Scoring and cleanup of 10m company names
During my first six months at Grata Inc., I had the chance to devote myself to a gargantuan challenge: cleaning up a database of roughly 10M company names, mainly in English, but with other languages present as well. The company names table had multiple issues to be addressed:
- Names that were too short: 1 and 2-letter names, a complex mixture of wrong names and correct acronyms.
- Names that were too long: a mixture of valid long names and names with a tagline or description to be removed.
- Names with decorative characters of all sorts: emoji, unwanted “fancy” letters using math symbols, non-English characters and punctuation characters used decoratively.
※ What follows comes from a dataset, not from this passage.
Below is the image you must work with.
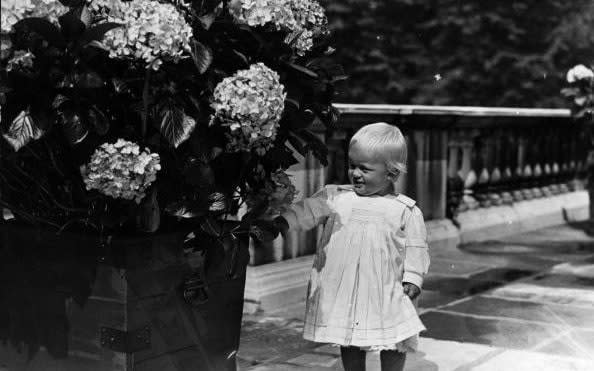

- Names with extraneous phrases of various flavors: “we are hiring”, “Foo Inc., formerly Bar LLC”, “acquired by X”, “powered by Y”, “a division of Z group”, taglines, marketing phrases, etc.
- Wrongly scraped names that did not match the company at all.
- Mojibake, aka the weird characters that appear after decoding text with the wrong character encoding.
With this purpose, a cohesive OOP solution was crafted from scratch and developed over the course of months: a Name Refiner class with a complementary name-utils module. The class and the utils module grew progressively as new fixes were addressed. Unit and integration testing for all features were religiously provided.
The core of the Refiner was a novel scoring method proposed for the company names. The score leveraged as much as possible on the available company data, e.g. the domain, the social media handles, and multiple (and sometimes different) names for the same company from different sources. The idea was to quantify an intuitive notion of what a “correct” company name was in this context, as a name that matched the domain and/or handles at least approximately. For this, string similarity measures had to be combined with loads of domain-specific logic so that the results matched what was oftentimes obvious to the human eye, but also full of hardly automatable subtleties.
Moreover, every fix was accompanied by a non-empty set of incorrectly “fixed” marginal cases, where the automation did not apply. Huge efforts were geared towards avoiding these negative side effects as much as possible. The hard-earned lesson was that in a set of millions of datapoints, every proposed solution has tradeoffs.
Performance needs were also addressed, since a massive backfill was run in production each time a fix was merged to main.
Last but not least, the Name Refiner was carefully written and rewritten with code readability and maintainability in mind.